Dystonie-Erkrankung: Vorsorge und Therapie nicht schleifen lassen!
Während der Corona-Pandemie und durch den eingetretenen Krieg sind viele notwendige Untersuchungen beim Arzt (z.B. bei Dystonie) von Patienten aufgeschoben worden.
Gleichzeitig scheinen die Menschen derzeit mit anderen Sorgen als ihrer Gesundheit beschäftigt zu sein. Die wirtschaftliche und soziale Situation belastet uns alle.
Und doch sollten wir wichtige Abklärungen von Krankheiten nicht aus Angst und Verunsicherung über die Zukunft aufschieben.
Diese Meinung vertritt die Vorsitzende des Selbsthilfeverbandes „Dystonie-und-Du e.V.“ (DYD), Ulrike Halsch.
Wie sie ausführt, macht sie sich Gedanken über ausbleibende Diagnostik und Therapie bei Menschen.

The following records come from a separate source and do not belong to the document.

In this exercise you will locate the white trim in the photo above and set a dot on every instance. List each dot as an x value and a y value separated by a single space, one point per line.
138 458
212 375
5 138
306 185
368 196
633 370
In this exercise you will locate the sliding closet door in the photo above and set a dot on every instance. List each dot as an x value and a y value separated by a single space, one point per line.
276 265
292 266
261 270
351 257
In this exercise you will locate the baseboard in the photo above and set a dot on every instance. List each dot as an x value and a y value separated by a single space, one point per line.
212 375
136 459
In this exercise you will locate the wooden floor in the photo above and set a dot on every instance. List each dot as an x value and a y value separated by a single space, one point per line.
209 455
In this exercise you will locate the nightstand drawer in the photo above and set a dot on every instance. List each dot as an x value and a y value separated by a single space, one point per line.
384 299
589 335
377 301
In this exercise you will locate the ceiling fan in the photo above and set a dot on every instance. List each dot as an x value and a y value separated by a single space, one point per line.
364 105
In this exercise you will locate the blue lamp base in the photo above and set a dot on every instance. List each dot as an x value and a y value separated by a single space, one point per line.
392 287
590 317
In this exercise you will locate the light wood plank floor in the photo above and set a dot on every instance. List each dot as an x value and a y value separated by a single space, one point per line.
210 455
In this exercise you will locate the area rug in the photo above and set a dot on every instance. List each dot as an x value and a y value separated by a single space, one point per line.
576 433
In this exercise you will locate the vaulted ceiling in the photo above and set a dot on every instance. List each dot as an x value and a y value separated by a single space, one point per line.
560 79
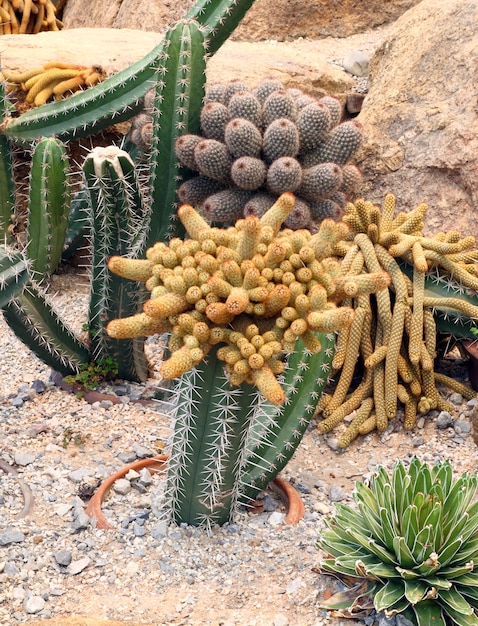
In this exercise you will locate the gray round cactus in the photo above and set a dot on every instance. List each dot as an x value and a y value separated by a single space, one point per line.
256 144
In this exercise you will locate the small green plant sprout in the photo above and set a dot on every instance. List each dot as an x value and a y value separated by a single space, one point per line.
410 544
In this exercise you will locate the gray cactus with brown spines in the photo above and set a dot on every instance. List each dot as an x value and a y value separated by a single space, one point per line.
277 105
260 156
248 173
226 206
213 159
213 120
244 104
243 138
284 174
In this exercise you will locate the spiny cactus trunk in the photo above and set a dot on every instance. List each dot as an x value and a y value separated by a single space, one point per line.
48 207
180 79
120 96
119 224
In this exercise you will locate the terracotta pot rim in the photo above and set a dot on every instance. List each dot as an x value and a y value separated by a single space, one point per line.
295 505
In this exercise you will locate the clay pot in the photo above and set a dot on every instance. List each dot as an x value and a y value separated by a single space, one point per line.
295 506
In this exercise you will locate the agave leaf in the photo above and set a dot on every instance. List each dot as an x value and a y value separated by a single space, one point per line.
410 524
415 590
389 594
388 530
348 598
403 553
372 546
429 613
363 494
442 474
454 600
459 619
449 551
422 544
457 571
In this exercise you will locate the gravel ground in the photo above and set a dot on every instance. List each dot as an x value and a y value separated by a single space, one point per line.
256 571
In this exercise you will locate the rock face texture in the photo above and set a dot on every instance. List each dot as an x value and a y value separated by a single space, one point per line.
420 116
267 19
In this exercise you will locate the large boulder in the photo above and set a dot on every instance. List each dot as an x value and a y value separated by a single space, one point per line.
296 64
421 118
267 19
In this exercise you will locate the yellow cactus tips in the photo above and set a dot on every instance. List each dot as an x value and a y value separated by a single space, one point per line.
132 269
52 81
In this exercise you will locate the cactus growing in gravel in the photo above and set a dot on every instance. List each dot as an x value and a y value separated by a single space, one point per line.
268 141
411 547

Die während der Corona-Lage oder durch die im Ukraine-Konflikt eingetreten Inflation auf obligatorische Vorsorge oder kurative Behandlung ihrer Erkrankung verzichten und stattdessen darauf hoffen, dass all dies im später noch nachgeholt werden kann.
Dabei sei es gerade bei neurologischen Krankheiten wie der Dystonie erforderlich, das mögliche Voranschreiten der Einschränkungen rasch zu erkennen und mit geeigneten Maßnahmen entgegenzuwirken.
Hinzu käme nun die Dramatik in der Ukraine: „Die Bilder der Inhumanität belasten auch die Seelen der Deutschen, die zwar nicht unmittelbar vom Konflikt betroffen seien, sich aber besonders vor einer Ausdehnung der Gewalt auf Europa oder die Welt fürchteten“, sagt Dennis Riehle, Psychosozialer Berater des Vereins DYD: „Nach zwei Jahren Pandemie sind die Menschen erschöpft.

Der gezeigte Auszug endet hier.